I wasn’t a fan of Facebook IPO, I mean, $38/share? It’s one thing to be hopeful and another to be an emotional fool.
What you see now is a correction because everyone that could make money (bankers, lawyers etc) have been paid, let me add, handsomely.
Let’s be clear here, Facebook’s revenues grew 32%. That said, investors are not happy. Stock closed at $21.09 yesterday; 21% drop since July 27th, day after the earnings announcement. 45% drop since the IPO.
Facebook is not your conventional company. Its business model revolves around analyzing ginormous amounts of user data and then innovating mechanisms to monetize it. As of June 2012, it had 872 million active users, but not customers. Its customers are advertisers and we the users are the product being sold.
Facebook is a media network, similar to Google, not a social network. It happens to have a social component, that’s about it. It should be treated similar to any other media network dependent on advertising revenue.
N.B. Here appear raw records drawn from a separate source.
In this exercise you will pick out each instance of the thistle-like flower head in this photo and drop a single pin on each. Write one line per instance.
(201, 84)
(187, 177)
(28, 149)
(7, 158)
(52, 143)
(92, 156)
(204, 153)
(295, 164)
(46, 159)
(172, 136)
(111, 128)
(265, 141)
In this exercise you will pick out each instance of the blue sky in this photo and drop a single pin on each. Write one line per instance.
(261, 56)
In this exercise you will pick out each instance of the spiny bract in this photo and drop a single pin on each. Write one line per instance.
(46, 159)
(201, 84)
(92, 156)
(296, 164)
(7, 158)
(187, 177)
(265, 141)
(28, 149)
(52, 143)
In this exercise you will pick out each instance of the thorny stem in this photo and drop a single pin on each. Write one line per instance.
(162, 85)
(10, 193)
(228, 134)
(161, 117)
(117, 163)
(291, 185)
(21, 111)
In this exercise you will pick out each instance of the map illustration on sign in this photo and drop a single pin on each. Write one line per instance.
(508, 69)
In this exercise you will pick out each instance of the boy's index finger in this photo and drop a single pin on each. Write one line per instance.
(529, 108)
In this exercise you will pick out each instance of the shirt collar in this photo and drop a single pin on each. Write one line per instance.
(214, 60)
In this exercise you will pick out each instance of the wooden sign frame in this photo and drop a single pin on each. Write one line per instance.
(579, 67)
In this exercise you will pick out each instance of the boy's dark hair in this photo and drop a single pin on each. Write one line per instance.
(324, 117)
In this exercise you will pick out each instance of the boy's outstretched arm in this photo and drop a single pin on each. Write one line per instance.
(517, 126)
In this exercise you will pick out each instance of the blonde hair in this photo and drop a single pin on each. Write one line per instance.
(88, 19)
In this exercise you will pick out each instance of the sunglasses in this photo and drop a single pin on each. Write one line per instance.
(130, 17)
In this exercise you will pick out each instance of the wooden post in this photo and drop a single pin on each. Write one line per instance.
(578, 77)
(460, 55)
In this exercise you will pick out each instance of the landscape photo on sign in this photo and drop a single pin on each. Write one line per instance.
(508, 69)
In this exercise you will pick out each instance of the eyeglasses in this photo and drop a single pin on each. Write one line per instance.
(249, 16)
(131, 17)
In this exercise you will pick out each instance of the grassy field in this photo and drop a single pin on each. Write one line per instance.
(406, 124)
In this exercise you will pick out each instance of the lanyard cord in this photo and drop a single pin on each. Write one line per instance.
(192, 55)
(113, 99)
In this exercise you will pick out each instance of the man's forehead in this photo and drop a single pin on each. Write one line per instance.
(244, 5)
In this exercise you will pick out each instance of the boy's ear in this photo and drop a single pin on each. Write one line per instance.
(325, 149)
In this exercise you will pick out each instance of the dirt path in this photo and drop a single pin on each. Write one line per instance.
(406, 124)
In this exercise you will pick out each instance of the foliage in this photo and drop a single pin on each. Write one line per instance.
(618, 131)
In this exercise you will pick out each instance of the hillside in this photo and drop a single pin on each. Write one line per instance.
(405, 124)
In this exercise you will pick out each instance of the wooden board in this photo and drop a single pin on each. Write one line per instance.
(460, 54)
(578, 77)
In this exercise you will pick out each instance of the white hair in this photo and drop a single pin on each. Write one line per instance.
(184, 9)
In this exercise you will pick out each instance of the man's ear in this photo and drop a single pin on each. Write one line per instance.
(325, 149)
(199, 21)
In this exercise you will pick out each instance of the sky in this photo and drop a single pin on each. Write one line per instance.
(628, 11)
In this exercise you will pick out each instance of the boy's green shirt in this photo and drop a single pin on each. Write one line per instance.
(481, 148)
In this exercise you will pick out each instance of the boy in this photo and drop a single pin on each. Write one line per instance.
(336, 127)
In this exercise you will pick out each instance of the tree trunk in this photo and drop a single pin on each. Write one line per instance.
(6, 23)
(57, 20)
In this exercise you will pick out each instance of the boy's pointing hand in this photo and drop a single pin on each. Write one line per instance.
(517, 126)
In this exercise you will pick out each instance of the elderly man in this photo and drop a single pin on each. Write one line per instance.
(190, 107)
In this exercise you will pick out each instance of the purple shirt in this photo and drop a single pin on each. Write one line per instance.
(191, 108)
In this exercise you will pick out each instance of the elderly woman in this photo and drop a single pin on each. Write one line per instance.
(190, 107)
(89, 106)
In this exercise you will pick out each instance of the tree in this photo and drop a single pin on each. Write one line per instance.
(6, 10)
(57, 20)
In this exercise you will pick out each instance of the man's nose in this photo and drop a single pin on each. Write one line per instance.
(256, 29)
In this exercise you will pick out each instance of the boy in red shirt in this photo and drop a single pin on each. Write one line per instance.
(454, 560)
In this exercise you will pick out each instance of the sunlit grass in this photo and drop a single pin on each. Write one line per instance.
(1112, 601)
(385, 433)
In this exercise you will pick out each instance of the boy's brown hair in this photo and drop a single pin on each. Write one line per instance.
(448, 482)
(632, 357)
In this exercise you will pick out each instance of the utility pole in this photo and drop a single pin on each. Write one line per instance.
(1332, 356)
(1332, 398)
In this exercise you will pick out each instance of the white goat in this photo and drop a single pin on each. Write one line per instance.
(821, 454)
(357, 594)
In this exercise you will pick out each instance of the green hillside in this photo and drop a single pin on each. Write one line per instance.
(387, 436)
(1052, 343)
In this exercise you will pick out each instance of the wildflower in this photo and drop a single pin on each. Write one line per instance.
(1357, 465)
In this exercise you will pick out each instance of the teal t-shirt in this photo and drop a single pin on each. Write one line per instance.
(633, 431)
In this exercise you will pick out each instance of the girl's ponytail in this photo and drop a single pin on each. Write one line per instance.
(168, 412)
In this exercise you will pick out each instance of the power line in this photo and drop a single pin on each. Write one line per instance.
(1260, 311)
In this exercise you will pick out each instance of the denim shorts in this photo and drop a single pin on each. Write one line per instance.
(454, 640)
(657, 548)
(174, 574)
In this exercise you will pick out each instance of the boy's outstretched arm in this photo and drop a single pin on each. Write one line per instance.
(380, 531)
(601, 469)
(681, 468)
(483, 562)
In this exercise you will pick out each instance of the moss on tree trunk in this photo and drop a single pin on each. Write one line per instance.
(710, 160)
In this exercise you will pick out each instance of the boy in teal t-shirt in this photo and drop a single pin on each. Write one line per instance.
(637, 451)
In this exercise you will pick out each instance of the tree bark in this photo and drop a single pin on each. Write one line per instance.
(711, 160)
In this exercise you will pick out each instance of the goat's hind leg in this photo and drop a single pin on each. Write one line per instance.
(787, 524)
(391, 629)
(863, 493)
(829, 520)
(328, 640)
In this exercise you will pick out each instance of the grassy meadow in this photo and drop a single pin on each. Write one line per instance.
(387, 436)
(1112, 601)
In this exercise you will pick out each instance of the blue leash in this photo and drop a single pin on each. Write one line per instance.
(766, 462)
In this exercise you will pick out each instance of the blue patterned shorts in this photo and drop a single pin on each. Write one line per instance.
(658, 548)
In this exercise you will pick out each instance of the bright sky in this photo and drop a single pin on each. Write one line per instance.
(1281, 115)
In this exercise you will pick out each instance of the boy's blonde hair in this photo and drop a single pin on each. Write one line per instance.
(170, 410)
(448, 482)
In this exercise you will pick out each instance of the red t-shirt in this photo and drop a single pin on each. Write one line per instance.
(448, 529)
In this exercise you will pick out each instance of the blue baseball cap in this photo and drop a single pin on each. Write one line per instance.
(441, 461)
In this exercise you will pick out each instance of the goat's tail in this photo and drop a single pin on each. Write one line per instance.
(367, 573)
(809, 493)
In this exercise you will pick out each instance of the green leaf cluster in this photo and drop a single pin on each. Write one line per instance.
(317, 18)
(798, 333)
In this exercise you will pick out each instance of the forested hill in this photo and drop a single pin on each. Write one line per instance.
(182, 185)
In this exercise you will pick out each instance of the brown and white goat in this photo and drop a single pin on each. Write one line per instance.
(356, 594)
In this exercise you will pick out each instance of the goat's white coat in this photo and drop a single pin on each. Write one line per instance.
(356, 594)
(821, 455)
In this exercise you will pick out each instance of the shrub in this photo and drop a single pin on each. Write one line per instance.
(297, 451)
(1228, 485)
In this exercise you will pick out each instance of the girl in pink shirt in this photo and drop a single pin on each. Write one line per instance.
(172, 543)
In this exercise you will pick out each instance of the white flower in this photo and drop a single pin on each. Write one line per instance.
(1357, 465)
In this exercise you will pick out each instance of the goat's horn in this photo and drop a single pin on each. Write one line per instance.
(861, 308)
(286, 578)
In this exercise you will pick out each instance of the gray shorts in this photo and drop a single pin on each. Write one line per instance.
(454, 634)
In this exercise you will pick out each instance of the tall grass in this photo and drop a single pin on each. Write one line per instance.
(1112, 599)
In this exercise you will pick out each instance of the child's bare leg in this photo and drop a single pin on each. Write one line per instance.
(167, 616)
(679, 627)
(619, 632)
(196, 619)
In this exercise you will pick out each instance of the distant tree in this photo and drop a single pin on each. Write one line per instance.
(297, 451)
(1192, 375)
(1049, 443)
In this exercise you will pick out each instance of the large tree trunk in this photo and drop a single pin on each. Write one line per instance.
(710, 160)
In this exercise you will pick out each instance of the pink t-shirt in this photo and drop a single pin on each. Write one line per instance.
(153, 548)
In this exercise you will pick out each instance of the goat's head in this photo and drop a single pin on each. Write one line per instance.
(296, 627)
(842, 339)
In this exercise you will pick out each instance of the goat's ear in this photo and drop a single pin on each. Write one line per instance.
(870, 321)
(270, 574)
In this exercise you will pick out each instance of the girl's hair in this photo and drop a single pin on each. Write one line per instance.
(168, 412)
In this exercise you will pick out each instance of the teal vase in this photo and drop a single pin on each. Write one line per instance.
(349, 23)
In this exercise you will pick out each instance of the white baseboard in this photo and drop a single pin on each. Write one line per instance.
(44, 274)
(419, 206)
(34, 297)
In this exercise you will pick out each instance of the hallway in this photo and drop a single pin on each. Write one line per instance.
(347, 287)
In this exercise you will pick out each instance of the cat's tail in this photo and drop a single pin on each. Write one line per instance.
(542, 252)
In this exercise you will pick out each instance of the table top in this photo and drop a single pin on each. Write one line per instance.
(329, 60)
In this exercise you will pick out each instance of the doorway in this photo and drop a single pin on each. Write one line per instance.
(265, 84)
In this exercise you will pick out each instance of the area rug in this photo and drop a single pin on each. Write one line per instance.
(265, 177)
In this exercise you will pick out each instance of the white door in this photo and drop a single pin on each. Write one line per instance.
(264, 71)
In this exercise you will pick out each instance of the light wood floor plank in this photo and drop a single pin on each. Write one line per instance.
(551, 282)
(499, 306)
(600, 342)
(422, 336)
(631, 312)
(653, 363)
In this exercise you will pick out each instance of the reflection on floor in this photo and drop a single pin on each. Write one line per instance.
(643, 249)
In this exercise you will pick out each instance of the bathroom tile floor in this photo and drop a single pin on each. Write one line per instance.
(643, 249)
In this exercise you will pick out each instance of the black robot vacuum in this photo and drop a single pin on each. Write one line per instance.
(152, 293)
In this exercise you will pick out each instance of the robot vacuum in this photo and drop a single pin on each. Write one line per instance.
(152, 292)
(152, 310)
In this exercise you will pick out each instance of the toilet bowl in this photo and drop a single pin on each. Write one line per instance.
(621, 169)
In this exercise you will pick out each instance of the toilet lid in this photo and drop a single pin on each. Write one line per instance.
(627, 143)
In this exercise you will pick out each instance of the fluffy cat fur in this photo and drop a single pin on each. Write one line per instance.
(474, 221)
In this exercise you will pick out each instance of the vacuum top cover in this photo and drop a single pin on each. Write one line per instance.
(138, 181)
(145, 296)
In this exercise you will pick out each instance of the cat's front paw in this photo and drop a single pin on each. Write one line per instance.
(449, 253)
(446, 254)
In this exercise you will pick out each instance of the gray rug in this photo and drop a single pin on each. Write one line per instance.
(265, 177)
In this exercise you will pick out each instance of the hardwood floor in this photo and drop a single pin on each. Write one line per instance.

That said, Facebook is worth $9/share as of this writing.
It’s very simple math.
Take yesterday’s closing price, $21 x shares outstanding of 2.74 Billion = $57 billion. But it is not worth $54 billion because it’s 2011 revenue was $3 billion. In tech industry, stocks trade at an average 8 times (conservative) the revenue. Revenue times 8 gives us $24 Billion. That means the market price of its stock should reflect that reality but it doesn’t because if it did, the stock would trade at $9 ($24 Billion/2.74 Billion shares outstanding).
That doesn’t mean Facebook is a dud, it’s not, just overvalued.
Here’s some radical advice for Facebook.
Take the company private, charge 99 cents for monthly access, keep the ads on free accounts, and concentrate on retaining top talent.